Thursday, April 26, 2007
GM vs. Toyota
Big news in the auto industry this week: Toyota surpassed General Motors in global volume. Of course, we have seen this coming for some time. GM has been losing market share for decades. Fortune magazine writer Alex Taylor III has some interesting advice for GM in an article titled "Dead Brands Walking." He argues that GM has far too many brands, and that they should shut down Buick and Pontiac, sell Hummer and Saab, and convert GMC into a commercial truck brand. He advocates maintaining Chevy and Saturn as the mainstream brands and Cadillac as the high-end, premium brand. Taylor suggests that GM should note the success of Toyota and Honda, each of which does not maintain a large stable of brands. He puts forth a persuasive argument. When GM created its family of brands many decades ago, they each stood for something different in the mind of the consumer, and the brands sold cars at different price points. Over time, however, the brands came to overlap a great deal, as GM designed a new model and simply slapped superficial modifications on the basic design so as to sell the same car under several different nameplates.
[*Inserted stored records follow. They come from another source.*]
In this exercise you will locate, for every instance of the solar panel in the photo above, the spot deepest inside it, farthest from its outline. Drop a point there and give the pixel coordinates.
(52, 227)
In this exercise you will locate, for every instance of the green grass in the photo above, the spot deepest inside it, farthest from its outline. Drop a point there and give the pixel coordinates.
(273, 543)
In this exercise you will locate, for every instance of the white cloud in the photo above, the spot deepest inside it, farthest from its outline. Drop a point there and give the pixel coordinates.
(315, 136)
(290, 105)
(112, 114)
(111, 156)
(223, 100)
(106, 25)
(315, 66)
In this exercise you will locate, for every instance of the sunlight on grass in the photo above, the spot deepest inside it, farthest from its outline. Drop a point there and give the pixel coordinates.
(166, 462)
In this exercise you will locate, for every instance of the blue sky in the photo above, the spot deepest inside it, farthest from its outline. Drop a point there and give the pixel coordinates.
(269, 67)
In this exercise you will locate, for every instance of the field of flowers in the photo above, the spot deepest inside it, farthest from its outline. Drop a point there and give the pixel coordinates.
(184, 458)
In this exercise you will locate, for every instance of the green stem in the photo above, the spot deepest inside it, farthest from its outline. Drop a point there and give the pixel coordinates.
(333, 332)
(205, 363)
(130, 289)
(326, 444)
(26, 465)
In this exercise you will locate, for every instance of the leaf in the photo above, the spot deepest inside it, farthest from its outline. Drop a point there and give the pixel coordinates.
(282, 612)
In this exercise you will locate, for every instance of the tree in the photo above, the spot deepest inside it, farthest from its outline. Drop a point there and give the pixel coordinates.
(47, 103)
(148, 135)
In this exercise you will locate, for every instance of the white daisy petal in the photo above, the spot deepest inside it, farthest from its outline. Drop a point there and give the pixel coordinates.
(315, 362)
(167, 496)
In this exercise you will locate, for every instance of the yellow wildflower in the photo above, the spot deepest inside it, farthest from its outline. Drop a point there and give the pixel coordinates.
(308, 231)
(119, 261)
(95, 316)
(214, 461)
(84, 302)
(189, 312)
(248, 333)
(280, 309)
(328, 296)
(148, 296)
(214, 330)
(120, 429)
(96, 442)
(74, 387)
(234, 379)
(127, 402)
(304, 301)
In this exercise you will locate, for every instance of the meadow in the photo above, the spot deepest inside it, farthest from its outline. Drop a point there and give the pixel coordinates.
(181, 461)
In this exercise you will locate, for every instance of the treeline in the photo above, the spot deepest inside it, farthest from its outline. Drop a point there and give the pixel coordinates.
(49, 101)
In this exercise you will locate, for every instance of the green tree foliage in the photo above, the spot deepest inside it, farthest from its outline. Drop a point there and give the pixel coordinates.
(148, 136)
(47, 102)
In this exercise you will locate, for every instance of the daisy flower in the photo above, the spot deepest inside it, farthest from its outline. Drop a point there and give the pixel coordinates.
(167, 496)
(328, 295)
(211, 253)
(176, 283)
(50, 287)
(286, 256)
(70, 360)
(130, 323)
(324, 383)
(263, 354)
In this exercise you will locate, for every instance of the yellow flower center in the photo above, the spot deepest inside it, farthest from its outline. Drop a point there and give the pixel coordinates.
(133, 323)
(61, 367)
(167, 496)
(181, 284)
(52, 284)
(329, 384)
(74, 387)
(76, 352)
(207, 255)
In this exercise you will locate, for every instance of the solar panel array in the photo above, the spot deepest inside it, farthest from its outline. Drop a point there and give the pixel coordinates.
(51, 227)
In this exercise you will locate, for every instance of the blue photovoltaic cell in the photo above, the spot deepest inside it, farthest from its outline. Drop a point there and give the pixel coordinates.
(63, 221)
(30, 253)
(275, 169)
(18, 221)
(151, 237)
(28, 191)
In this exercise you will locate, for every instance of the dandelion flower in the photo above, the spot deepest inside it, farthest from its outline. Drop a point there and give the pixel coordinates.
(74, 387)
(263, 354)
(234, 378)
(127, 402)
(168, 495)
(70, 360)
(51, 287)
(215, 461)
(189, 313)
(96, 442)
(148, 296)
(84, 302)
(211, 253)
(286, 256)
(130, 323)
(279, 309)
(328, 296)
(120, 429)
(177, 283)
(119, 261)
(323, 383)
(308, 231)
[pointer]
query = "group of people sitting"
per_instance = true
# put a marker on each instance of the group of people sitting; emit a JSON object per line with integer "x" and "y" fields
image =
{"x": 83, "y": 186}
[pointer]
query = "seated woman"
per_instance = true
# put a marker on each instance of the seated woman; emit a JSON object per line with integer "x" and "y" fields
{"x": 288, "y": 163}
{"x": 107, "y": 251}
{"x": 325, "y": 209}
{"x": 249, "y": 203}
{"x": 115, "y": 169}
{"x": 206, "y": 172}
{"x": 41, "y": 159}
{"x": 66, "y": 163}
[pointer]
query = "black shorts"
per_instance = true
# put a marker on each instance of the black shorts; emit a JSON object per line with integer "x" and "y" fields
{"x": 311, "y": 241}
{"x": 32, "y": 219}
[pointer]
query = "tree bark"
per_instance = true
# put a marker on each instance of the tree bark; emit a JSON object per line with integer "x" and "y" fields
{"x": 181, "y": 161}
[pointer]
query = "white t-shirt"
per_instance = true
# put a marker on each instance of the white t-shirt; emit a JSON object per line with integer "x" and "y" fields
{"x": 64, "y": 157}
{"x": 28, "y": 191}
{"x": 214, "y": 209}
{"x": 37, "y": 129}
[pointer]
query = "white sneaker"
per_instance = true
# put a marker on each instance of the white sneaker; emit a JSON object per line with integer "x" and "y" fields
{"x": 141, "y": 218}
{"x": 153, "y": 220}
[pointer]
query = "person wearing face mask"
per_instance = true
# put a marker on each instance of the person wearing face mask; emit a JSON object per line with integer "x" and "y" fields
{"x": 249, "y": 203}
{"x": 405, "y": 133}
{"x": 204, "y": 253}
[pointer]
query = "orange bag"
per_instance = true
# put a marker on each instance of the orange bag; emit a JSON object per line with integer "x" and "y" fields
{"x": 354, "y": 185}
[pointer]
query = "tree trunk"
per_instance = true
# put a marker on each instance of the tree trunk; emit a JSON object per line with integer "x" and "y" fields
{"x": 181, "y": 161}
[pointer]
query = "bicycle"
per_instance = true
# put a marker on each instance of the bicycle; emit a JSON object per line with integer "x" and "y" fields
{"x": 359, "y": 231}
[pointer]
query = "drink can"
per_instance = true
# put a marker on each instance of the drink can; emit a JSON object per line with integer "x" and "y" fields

Why did they do this? Cost savings! Efforts to improve efficiency led to the use of common parts, and ultimately, common platforms for multiple brands. While these efforts reduced GM's costs, the consumers no longer could identify the distinct meanings of the brands. The images of each brand blurred together. In short, then, GM needs to re-think its longstanding strategy of maintaining a large brand portfolio. Interestingly, however, GM executives have been focused on two other issues for the past few years: driving down costs and improving quality. These two initiatives are surely worthwhile and necessary, but GM failed to address a much larger question: What should our strategy be? It means little to drive down costs and improve quality if one hasn't thought carefully about how to competitively position one's products in the market. If GM intends to transform itself, it ought to re-think its strategy first, and then figure out how to align the cost structure to support that strategy.